Daily Reflection
December 26th, 2000
by
Ray Bucko, S.J.
Department of Sociology and Anthropology
Click here for a photo of and information on this writer.


St. Stephen, the First Martyr
Acts 6:8-10; 7:54-59
Psalms 31:3-4, 6-8, 17, 21
Matthew 10:17-22

I remember the very day when the American hostages who were held for months and months in Iran were released from their captivity in the American Embassy.  I can’t remember the date but I do remember I was in the kitchen of Shalom House, the community to which I was assigned for my first year of theology in Berkeley, California.  One of the other Jesuits was cooking dinner and had brought a television into the kitchen to watch as he cooked. I saw the captives being freed and remember I was quite happy and suddenly plunged into deep grief.  I left the room and cried in the living room alone (hey, I’m a guy in America).  My grief was not about the release of the hostages for that was indeed joyful  but for an event that happened some months before, the death of my mother.

I suspect that at Christmas time many people slip away from the rejoicing crowd to cry by themselves, recalling in the height of joyfulness some deep sorrows.   I confess that each year I do this at least once sometime during the day.  For some, yesterday (Christmas), that day of great rejoicing, can be the darkest day of the year.

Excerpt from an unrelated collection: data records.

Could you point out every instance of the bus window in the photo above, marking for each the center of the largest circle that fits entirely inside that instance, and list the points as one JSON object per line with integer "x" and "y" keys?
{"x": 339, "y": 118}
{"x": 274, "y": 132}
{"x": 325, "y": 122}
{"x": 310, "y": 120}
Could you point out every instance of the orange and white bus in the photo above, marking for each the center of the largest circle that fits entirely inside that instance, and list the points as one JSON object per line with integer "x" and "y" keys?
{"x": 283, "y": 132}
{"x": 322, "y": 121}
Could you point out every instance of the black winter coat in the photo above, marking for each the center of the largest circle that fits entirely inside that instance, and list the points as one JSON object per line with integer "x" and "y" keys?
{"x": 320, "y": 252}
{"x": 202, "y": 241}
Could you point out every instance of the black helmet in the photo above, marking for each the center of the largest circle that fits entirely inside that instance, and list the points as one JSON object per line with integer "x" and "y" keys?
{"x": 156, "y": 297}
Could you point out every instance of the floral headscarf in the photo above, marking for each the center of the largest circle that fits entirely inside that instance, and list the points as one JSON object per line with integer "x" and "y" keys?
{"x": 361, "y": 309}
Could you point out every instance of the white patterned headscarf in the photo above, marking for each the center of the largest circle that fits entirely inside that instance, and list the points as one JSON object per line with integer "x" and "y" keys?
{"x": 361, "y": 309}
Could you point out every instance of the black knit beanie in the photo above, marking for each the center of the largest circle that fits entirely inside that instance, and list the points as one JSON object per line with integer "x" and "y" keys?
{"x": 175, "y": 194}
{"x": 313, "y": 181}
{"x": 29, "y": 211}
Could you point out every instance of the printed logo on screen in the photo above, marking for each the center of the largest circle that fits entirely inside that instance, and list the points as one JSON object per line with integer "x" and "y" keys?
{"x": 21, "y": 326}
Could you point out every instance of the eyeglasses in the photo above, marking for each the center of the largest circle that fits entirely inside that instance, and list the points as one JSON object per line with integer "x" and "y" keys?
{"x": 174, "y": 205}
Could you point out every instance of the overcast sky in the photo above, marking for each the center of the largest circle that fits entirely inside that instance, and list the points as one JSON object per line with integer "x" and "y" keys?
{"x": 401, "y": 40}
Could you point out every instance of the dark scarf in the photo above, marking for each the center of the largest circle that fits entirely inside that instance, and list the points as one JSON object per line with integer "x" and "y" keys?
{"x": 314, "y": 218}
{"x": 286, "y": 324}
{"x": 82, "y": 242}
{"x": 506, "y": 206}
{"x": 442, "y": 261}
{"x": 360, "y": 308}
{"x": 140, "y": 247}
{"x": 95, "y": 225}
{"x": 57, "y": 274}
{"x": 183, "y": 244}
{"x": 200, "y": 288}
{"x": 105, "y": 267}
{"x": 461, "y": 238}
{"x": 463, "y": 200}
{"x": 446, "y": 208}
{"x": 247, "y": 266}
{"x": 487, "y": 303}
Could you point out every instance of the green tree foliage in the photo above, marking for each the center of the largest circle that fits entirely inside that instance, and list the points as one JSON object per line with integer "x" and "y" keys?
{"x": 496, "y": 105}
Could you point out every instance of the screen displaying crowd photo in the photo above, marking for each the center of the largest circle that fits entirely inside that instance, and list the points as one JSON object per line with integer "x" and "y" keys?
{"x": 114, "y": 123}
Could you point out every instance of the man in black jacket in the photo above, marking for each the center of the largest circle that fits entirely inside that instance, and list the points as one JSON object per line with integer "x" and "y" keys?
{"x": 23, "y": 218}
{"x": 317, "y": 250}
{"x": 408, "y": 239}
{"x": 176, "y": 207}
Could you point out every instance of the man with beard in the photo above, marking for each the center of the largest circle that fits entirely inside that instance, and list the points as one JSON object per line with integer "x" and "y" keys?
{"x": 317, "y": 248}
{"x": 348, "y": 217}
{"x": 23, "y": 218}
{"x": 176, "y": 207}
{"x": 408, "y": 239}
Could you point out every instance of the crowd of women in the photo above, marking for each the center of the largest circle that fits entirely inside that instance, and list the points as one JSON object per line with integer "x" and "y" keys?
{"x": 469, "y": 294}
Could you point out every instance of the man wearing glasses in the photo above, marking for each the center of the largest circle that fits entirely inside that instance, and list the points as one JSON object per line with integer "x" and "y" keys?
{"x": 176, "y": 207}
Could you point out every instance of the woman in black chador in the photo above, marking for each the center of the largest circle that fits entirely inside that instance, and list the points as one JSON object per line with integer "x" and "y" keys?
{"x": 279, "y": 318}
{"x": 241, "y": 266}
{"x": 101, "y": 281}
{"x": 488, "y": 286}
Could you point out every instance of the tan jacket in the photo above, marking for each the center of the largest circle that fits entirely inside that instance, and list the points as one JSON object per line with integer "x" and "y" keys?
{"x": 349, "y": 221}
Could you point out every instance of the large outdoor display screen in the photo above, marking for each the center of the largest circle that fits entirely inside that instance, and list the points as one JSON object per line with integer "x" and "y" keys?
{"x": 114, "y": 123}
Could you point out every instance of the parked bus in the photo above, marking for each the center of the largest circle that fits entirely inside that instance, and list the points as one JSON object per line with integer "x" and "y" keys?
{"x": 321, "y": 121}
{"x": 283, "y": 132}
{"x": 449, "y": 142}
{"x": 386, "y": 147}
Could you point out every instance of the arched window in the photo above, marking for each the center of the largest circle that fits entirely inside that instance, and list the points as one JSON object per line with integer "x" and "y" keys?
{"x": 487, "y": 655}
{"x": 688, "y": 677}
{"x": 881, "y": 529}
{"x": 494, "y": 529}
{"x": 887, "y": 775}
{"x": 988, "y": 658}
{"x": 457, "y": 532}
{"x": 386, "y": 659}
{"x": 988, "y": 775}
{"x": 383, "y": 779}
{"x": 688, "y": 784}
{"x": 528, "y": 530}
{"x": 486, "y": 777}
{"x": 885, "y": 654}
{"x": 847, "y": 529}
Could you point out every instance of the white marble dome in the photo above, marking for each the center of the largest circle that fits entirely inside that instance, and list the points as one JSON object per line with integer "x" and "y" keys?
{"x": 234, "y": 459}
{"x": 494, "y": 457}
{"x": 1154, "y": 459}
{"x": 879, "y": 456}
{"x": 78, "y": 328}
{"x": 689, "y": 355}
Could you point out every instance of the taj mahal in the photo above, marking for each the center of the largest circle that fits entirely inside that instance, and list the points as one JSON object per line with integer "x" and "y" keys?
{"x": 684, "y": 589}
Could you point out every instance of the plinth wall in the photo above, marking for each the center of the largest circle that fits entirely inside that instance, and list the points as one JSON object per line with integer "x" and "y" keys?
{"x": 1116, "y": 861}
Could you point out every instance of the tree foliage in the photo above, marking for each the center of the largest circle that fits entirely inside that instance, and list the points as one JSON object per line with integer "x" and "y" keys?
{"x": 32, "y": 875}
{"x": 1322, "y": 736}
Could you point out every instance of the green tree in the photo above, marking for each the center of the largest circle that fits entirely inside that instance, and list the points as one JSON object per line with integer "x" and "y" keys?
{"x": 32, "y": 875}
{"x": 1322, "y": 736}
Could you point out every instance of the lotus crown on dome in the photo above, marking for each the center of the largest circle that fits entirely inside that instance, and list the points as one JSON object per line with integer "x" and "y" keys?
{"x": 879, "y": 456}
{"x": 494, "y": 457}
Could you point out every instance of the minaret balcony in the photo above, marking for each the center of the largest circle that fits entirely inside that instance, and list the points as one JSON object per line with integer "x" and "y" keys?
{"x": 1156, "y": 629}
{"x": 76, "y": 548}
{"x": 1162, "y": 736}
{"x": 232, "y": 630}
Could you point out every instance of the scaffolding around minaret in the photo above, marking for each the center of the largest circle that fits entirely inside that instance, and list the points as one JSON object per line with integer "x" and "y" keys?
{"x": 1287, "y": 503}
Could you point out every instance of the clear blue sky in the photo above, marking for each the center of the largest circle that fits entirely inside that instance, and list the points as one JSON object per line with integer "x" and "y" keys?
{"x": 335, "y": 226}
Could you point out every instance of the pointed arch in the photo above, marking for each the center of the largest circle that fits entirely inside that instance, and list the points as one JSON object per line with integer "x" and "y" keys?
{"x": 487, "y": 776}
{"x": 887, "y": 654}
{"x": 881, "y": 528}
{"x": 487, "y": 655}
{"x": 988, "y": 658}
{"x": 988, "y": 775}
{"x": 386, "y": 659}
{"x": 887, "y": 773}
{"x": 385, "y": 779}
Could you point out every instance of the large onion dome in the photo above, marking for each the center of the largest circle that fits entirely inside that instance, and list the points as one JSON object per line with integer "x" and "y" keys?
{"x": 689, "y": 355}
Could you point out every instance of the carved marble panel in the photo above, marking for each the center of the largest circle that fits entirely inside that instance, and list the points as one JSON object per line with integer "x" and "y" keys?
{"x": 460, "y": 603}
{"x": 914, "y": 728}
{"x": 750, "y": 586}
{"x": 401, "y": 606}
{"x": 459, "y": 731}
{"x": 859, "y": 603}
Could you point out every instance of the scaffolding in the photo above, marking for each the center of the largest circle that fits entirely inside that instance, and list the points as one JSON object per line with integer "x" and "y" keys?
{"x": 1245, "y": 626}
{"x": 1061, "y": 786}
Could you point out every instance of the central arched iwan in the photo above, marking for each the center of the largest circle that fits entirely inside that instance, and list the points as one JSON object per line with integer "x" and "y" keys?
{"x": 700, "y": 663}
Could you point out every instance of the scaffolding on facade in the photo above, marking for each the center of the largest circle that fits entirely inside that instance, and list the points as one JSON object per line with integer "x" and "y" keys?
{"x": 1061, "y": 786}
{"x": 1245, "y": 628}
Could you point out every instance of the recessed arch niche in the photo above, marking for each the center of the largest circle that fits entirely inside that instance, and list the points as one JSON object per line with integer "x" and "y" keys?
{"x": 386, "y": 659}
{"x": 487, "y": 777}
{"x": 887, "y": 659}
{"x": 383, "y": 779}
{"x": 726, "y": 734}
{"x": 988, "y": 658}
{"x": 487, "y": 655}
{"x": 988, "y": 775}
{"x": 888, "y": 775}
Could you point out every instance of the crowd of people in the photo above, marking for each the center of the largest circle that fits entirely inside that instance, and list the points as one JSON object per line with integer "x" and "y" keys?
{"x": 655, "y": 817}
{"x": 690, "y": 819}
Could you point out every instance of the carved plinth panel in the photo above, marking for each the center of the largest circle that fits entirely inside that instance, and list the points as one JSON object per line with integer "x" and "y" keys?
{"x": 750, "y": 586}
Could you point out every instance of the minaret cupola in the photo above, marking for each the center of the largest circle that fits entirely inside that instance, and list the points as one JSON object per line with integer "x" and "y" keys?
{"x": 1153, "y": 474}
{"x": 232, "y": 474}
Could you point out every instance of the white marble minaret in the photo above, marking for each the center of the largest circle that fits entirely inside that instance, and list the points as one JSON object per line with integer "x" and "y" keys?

In the next few days we as Church slip out of the rejoicing to weep individually and collectively for our martyrs, those innocents who have died for the faith.  True, we rejoice with the heavenly martyrs for their triumph over death and evil and yet at the same time we weep at their loss,  the tragedy of violence, and the pain of separation.

Today, the day after Christmas, we honor Stephen, the first martyr for the faith.  In two days we will weep with the women of Israel at the slaughter of the Holy Innocents.  In these sorrows we will also remember many contemporary innocents who have been martyred for the faith, for their belief, for their unwillingness to compromise what is truest and deepest in them and in us.

Amidst the grief and sorrow there IS comfort and  consolation. While Jesus reminds us of the coming persecutions that will face all who follow Him, He leaves us with a final word of comfort: “….whoever holds out till the end will escape death.”  Not physical death—clearly the martyrs embraced death. But in embracing physical death they paradoxically embraced eternal life and have given US life through their grace and their examples.  So too, when Luke records the history of Stephen and his death in the Book of Acts, he reminds us that at the end Stephen prayed the words of hope and consolation: “Lord Jesus, receive my spirit.”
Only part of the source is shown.